Genre : Horror
Cast :
• Justin Drew Bieber as Himself
• Your Name (YN)
• Caitlin Beadles as Caity
• Christian Beadles as Christ
• Chaz Somers as Himself
• And Many More
~Happy Reading~
‘Cekrek’ sebuah pintu coklat dari
kayu yang sudah rapuh itu terbuka di tangan kekar Justin. Christ dan Kamu pun
dengan perlahan membuntutinya masuk menuju sebuah ruangan.
“Lo yakin ini ruangan senjatanya?” tanya Christ ragu.

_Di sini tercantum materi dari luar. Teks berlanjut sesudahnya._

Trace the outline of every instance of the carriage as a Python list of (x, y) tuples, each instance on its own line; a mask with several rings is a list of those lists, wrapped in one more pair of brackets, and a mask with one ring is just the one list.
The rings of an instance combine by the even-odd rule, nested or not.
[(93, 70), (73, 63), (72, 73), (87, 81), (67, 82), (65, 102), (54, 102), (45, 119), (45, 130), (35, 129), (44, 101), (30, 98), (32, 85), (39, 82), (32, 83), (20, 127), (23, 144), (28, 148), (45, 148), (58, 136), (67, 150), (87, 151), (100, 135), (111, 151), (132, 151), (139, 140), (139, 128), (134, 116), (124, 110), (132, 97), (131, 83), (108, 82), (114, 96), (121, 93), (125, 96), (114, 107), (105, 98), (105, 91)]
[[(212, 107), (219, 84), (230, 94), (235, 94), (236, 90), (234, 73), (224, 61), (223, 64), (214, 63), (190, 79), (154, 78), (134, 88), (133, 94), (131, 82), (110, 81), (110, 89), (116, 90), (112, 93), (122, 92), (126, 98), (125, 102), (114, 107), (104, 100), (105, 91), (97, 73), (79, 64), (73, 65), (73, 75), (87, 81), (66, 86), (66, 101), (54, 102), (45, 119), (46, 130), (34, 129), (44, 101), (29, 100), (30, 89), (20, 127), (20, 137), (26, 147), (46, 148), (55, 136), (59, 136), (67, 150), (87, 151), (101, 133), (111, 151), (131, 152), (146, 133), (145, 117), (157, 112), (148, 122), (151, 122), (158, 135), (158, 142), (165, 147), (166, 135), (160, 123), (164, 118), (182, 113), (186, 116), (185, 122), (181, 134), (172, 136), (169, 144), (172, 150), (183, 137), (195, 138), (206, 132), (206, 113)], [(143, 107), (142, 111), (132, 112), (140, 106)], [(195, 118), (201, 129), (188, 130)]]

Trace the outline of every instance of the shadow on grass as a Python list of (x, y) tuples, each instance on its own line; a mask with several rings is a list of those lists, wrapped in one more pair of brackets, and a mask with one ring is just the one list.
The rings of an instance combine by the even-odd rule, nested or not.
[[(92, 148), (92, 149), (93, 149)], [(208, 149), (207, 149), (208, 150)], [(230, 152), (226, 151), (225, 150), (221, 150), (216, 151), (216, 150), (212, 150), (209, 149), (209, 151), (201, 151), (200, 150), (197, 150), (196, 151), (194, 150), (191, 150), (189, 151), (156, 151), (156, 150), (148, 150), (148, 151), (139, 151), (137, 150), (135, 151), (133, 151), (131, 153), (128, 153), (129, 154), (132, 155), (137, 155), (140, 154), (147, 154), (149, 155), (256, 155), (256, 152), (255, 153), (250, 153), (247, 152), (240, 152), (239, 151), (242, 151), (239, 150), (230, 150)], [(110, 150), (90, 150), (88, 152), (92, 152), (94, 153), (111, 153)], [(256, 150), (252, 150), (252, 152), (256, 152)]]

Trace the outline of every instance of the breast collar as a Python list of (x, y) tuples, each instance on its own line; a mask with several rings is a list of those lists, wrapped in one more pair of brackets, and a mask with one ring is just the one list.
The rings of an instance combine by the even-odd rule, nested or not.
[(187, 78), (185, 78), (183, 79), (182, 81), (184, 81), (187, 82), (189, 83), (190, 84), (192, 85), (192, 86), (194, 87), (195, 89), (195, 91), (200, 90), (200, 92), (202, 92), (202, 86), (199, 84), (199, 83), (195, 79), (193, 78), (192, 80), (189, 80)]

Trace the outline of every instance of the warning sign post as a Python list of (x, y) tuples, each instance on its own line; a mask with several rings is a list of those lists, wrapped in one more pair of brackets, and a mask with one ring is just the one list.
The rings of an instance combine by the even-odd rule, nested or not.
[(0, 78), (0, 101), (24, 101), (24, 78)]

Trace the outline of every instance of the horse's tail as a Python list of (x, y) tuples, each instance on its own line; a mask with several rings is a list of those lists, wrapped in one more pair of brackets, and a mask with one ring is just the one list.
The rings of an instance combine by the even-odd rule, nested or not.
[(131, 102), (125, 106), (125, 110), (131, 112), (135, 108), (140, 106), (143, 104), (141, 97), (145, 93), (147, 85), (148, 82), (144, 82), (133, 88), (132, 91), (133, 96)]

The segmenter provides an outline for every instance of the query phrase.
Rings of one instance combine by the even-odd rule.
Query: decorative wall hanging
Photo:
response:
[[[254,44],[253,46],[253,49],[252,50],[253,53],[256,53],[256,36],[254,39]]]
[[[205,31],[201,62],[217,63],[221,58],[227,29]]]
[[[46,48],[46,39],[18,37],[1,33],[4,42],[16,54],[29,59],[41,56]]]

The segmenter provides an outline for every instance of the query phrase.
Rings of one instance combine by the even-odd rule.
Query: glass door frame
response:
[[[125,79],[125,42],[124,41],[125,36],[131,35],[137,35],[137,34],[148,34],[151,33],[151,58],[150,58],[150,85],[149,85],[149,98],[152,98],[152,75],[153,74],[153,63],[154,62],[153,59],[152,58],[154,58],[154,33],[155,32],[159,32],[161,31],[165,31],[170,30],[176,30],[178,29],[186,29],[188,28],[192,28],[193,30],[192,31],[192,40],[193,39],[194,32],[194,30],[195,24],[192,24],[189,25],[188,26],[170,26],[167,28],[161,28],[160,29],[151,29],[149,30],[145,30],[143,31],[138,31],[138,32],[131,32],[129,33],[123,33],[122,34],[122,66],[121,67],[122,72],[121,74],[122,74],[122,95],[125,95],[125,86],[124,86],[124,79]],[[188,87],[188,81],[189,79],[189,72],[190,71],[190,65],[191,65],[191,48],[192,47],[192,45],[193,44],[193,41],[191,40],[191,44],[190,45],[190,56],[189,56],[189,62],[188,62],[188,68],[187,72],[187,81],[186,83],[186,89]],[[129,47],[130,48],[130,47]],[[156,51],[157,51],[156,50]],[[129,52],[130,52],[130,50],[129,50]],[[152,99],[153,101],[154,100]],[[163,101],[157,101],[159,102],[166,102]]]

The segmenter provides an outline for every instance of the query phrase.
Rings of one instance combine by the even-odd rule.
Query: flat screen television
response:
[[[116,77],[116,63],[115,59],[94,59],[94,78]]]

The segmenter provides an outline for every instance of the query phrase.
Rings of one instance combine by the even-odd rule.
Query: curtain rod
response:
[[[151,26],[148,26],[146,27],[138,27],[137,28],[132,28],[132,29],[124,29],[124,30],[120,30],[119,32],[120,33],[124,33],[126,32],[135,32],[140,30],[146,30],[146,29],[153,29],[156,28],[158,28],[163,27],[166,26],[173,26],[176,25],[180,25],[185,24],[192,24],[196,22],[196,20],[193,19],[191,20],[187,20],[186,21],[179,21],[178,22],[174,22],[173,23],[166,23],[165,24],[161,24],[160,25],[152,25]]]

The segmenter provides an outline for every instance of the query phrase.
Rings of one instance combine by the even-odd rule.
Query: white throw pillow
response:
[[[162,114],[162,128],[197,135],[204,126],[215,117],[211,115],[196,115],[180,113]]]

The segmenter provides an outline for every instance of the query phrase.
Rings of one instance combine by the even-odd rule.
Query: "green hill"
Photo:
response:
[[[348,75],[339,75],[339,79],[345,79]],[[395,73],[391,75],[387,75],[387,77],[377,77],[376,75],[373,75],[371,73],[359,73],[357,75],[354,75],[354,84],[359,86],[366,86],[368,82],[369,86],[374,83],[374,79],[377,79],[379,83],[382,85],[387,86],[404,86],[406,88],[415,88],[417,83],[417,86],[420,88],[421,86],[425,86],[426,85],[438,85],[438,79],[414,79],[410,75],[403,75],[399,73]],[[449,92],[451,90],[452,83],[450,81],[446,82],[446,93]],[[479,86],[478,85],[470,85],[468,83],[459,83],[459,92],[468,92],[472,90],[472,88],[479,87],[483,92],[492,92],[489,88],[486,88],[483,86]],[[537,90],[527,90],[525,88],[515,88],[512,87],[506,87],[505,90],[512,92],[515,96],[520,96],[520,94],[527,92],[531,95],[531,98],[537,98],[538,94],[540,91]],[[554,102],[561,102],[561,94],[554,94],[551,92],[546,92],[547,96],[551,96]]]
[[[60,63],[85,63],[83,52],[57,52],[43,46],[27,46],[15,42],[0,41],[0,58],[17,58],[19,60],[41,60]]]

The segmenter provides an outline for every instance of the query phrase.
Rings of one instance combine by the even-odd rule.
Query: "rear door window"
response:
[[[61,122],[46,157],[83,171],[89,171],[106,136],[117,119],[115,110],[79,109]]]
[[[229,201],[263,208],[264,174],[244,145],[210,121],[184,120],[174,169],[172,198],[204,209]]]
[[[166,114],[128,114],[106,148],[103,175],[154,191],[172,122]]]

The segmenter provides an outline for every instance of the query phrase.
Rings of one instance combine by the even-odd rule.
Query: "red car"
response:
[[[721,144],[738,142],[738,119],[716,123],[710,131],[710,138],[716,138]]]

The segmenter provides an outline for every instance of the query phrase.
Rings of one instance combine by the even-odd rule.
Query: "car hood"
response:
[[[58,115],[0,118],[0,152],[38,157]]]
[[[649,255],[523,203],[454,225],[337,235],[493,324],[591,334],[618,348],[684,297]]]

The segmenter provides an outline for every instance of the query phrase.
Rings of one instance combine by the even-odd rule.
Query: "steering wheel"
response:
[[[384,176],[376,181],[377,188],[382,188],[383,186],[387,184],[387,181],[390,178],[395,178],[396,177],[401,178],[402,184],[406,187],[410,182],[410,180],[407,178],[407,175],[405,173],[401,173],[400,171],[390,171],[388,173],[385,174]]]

“Ini kan ruangan tempat gue di sekap..” timpal kamu.
“Iya, Ini emang tempat dimana YN di sekap. Cuma waktu itu gue lewatnya pintu besi. Tapi kayanya disana udah kekunci jadi yaa gue lewat jalan pintas.”jelas Justin. Kamu dan Christ hanya mengangguk.
“Lah kalo gelap begini gimana kita mau ngawasin?” ujar Christ lagi. Justin hanya tersenyum waau senyumnya tak nampak dalam kegelapan.
‘Ceklik!’ terdengar bunyi saklar pintu di sentuh oleh Justin dan taraaaa... ruangan yang awalnya gelap menakutkan kini terang benderang.
“Udah terang kan?” ucap Justin senang. Christ dan Kamu Cuma bisa menatapnya dengan pandangan bingung.
“Rumah ini punya lampu seterang ini? Gue kira adanya Cuma gelap sama remang-remang.” Sungut Christ diikuti kekehan jail Justin.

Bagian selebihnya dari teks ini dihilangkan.